ロシア南部で世界最古の「ダム」が見つかる

ロシア南部で世界最古の「ダム」が見つかる

   ロシア南部のクラスノダール地方で世界最古の「ダム」が見つかった。人類の治水・利水の歴史は見直しをせまられる。実に一万年以上前に構築された貯水設備である。かつて最古のダムは4500年前にエジプトで造られたとされていた。

   ロシア地質学会の調査隊はクラスノダールのとある洞窟内にユニークな粘土の盛り土を発見した。新石器時代のダムであるという。洞窟内に浸入した水を溜めるためのものだと見られる。

   調査隊のリーダーを務めたヴャチェスラフ・イワノフ氏は語る。「土壌サンプルが採取され、ロシア科学アカデミーの地質学研究所が分析を行い、人の手で造られたものであるとの仮説を立証した」。
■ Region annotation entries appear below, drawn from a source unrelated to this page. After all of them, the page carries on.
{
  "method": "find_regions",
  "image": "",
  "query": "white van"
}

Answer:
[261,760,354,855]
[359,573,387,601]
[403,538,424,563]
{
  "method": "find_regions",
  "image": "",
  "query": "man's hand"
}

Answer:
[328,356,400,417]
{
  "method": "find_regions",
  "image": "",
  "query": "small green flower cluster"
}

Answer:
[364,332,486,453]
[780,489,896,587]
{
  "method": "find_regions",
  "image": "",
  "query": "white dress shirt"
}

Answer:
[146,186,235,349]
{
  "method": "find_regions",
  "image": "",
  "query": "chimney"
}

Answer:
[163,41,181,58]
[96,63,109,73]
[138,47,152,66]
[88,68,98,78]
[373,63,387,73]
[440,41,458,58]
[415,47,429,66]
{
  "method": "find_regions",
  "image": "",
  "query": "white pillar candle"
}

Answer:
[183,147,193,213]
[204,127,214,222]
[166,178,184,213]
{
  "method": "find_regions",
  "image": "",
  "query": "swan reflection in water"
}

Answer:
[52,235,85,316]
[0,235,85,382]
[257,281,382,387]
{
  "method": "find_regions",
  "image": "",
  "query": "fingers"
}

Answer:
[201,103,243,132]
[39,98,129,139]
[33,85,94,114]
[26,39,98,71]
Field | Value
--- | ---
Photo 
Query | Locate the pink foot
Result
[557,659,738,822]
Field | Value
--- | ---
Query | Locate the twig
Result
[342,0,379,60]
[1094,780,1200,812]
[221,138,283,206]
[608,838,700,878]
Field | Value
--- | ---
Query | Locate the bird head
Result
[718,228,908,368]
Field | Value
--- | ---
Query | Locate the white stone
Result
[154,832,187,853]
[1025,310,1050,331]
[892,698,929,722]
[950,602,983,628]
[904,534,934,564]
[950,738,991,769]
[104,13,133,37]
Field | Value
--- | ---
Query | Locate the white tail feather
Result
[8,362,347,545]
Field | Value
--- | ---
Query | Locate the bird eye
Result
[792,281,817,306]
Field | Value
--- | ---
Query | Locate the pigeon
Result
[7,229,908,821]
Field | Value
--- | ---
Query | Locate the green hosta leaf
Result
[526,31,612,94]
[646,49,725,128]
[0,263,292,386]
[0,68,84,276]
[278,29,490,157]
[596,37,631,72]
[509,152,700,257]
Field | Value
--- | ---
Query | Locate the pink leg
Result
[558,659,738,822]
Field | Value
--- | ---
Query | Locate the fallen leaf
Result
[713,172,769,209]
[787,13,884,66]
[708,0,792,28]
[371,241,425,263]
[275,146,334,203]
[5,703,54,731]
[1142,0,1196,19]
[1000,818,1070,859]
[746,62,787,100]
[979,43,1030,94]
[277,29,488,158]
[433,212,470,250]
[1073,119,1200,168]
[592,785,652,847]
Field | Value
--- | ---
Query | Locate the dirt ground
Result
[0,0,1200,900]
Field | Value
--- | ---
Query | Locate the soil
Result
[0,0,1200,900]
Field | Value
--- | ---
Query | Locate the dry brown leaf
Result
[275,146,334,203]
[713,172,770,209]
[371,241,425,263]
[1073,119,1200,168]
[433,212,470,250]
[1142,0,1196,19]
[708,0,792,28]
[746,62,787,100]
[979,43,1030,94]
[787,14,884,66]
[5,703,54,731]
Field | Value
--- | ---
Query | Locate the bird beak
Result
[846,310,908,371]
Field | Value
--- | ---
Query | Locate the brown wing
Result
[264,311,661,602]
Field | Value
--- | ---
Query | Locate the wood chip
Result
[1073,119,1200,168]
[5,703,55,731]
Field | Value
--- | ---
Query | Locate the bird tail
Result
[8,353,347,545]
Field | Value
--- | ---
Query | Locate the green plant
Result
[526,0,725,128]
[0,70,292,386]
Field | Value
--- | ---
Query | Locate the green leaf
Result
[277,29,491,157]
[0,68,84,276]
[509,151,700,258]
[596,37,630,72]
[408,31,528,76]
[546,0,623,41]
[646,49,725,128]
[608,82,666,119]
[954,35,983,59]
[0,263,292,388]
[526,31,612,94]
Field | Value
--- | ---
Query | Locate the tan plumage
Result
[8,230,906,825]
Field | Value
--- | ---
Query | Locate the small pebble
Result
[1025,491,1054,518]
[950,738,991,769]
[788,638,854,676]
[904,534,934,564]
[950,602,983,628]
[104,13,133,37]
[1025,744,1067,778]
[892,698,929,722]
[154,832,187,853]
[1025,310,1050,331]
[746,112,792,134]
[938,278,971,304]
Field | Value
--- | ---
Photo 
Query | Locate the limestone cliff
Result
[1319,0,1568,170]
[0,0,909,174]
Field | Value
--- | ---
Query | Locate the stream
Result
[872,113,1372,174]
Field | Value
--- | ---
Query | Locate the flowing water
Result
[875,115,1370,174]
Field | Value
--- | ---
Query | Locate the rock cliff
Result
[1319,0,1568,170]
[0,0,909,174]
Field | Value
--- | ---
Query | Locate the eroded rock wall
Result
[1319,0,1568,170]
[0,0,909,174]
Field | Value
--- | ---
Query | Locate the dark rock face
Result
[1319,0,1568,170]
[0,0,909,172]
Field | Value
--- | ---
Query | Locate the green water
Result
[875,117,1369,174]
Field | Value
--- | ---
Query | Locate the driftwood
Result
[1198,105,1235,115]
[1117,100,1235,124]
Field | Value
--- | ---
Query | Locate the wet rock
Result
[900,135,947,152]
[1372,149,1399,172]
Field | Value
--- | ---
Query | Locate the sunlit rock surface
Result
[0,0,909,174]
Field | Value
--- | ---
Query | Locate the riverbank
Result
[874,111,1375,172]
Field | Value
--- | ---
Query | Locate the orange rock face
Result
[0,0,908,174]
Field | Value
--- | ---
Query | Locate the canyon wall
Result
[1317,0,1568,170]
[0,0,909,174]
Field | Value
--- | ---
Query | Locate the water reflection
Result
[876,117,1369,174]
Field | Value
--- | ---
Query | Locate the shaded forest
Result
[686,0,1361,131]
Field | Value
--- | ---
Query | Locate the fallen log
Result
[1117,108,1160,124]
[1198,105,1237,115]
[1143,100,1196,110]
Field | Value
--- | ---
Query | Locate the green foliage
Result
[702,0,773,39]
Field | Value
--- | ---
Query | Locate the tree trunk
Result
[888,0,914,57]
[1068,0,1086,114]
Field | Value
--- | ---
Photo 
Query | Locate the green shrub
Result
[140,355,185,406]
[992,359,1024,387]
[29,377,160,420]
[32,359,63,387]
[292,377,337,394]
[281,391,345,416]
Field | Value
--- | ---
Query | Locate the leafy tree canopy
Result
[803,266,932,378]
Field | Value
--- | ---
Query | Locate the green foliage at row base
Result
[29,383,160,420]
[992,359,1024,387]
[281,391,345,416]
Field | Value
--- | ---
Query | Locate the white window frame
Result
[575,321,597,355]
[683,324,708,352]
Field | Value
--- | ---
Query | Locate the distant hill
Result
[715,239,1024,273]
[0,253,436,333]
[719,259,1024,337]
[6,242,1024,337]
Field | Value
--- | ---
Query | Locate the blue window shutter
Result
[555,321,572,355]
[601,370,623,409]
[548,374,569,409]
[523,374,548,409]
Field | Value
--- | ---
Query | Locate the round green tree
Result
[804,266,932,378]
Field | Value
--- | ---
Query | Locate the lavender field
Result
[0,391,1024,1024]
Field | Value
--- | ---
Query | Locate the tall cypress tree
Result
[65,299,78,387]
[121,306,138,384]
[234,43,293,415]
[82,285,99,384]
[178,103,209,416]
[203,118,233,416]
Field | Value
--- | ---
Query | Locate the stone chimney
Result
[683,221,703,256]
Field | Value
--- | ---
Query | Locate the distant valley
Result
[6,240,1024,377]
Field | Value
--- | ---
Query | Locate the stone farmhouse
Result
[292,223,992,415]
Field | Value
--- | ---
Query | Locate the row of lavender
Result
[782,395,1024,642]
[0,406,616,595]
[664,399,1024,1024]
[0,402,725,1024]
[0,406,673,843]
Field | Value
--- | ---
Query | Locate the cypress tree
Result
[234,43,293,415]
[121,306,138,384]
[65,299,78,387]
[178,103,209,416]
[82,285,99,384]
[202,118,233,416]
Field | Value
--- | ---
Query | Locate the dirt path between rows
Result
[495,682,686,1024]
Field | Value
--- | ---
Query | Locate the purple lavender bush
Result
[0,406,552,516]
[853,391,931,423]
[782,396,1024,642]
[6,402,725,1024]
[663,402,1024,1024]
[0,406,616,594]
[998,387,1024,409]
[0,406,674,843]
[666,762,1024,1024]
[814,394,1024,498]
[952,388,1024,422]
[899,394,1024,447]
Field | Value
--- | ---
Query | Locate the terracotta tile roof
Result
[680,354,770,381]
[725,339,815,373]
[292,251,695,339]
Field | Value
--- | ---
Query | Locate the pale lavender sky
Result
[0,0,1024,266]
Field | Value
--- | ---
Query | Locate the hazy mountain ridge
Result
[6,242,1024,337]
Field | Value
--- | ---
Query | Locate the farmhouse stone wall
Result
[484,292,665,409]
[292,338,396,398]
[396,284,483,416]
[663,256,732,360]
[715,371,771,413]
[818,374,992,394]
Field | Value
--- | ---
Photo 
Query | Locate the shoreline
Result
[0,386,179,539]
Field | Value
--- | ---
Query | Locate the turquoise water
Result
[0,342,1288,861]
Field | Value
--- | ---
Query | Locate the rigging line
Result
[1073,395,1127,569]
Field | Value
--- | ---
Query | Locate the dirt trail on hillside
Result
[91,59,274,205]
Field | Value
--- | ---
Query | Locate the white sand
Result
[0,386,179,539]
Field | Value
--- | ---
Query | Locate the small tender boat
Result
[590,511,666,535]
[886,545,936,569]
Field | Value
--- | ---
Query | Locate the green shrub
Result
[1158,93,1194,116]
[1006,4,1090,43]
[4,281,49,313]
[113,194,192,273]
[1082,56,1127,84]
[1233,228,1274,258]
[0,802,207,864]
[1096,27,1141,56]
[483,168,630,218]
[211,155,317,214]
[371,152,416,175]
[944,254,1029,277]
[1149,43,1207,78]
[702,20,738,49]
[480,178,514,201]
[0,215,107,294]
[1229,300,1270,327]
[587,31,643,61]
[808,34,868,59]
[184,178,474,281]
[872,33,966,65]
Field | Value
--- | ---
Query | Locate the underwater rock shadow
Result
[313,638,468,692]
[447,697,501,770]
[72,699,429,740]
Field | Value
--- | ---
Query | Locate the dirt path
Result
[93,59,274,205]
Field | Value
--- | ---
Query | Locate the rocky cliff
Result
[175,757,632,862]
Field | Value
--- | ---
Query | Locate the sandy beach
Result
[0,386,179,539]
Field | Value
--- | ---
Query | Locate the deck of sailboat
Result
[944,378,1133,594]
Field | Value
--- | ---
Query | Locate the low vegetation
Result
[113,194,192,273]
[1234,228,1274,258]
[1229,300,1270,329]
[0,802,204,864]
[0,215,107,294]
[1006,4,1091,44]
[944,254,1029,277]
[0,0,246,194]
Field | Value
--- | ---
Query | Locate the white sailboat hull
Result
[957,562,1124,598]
年代も、一万年前のものと定められた。つまり、これは最古のダムであり、いま、人間の利水・治水の歴史は書き換えられることになる、ということだ。かつて最古のものとされたのは、エジプトはナイル河畔の、4500年前に構築されたものであった。

  今回の発見を受けて、クラスノダールのその洞窟は、いま「ダム洞窟」と名付けられた。

   「ダム洞窟」について、次の仮説が唱えられている。新石器時代後期、人々は、この地を狩猟の拠点として見初めた。とある洞窟に水の浸入を見とめ、その水を溜めることを思いついた。水を安全かつ利用しやすい場所に導き、溜める、ダムが構築された。それがこの「ダム洞窟」である。

   実は「ダム洞窟」の発見そのものは、30年前になされている。1980年代、この洞窟に、セラミックの容器が発見されていた。製陶用ろくろの発明以前のものだ。

   イワノフ調査隊長は語る。「今回発光ダイオードの非常に明るい探照灯とともに調査を行ったことで、かつて全く目立たなかったものも克明に照らし出され、全く新しい洞窟として調査を行い、重要な発見を遂げることが出来た」。